# Best way to ship things from Canada to UK?



## chance (Dec 8, 2011)

I am not shipping any furnitures, just normal household stuff and a lot of books. What would be the best way to ship things from Canada to UK? Also how do I ship things if I don't already have a UK residence? So I guess need temporary storage. Any information will be greatly appreciated.


----------



## family_of_5 (Jan 11, 2012)

I wish I had an answer for you. We are in the same situation. I think we will be shipping a bit of furniture as well. I would also like to know what the timeline is for shipping your belongings? How far in advance should we consider shipping?


----------



## Jrge (Mar 22, 2011)

family_of_5 said:


> I wish I had an answer for you. We are in the same situation. *I think we will be shipping a bit of furniture as well*. I would also like to know what the timeline is for shipping your belongings? How far in advance should we consider shipping?


*Suggestion:* Make sure your furniture will "fit" in your property in the UK (FYI: properties here tent to be on the smaller side). When we moved to London, decided not to bring furniture, but decided to buy everything here instead. Yes, it is a bit more expensive, but I personally like the quality of it and the fact that we know before hand it will fit in our flat. 

Animo 
(Cheers)


----------



## family_of_5 (Jan 11, 2012)

Thanks for the tip. We will definitely be holding off until we have found a place in the UK. When we do go and look for properties we will have a measuring tape in hand. I have a feeling most of our furniture will end up staying in Canada but there are a few special pieces I don't really want to part with unless I have to. Thank you so much for your help.


----------



## Lorelli (Jan 6, 2012)

If and when you do decide to ship things over, be sure to get all the associated shipping company fees _in writing_ before you sign/pay up. 

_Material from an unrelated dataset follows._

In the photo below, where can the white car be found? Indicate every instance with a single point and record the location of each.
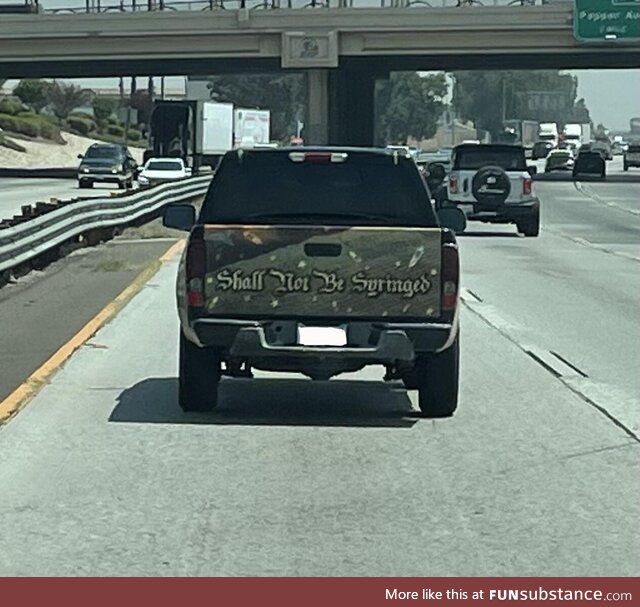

We got stung having forked out a substantial sum to ship our belongings from the USA to the UK. Not only were there hidden 'warehouse collection' fees this side along with all the usual, but we had to hire a van to collect the pallet some 100+ miles from the port we paid for it to go to. The shipping company washed their hands of us and didn't offer an iota of help - not their country, not their problem. Please go with recommendations if you can.


----------



## chance (Dec 8, 2011)

*Best way to ship things BEFORE going to UK?*

What should I do and what is the best way if I want to ship things to the UK before I actually get there?


----------



## stardm (Nov 28, 2011)

chance said:


> What should I do and what is the best way if I want to ship things to the UK before I actually get there?


I just arrived from the states about 5 days ago and for me the shipment is still sitting in los Angeles and won't be here for 2-3,months. So unless you send it way earlier than your trip i would not expect it to be here before you. But that just be from where i was leaving from possibly


----------



## chance (Dec 8, 2011)

stardm said:


> I just arrived from the states about 5 days ago and for me the shipment is still sitting in los Angeles and won't be here for 2-3,months. So unless you send it way earlier than your trip i would not expect it to be here before you. But that just be from where i was leaving from possibly


Thanks. But I still need an address to send my shipment to... I might go to the UK first anyway with my family arriving one month later, which would allow me to find a place first.


----------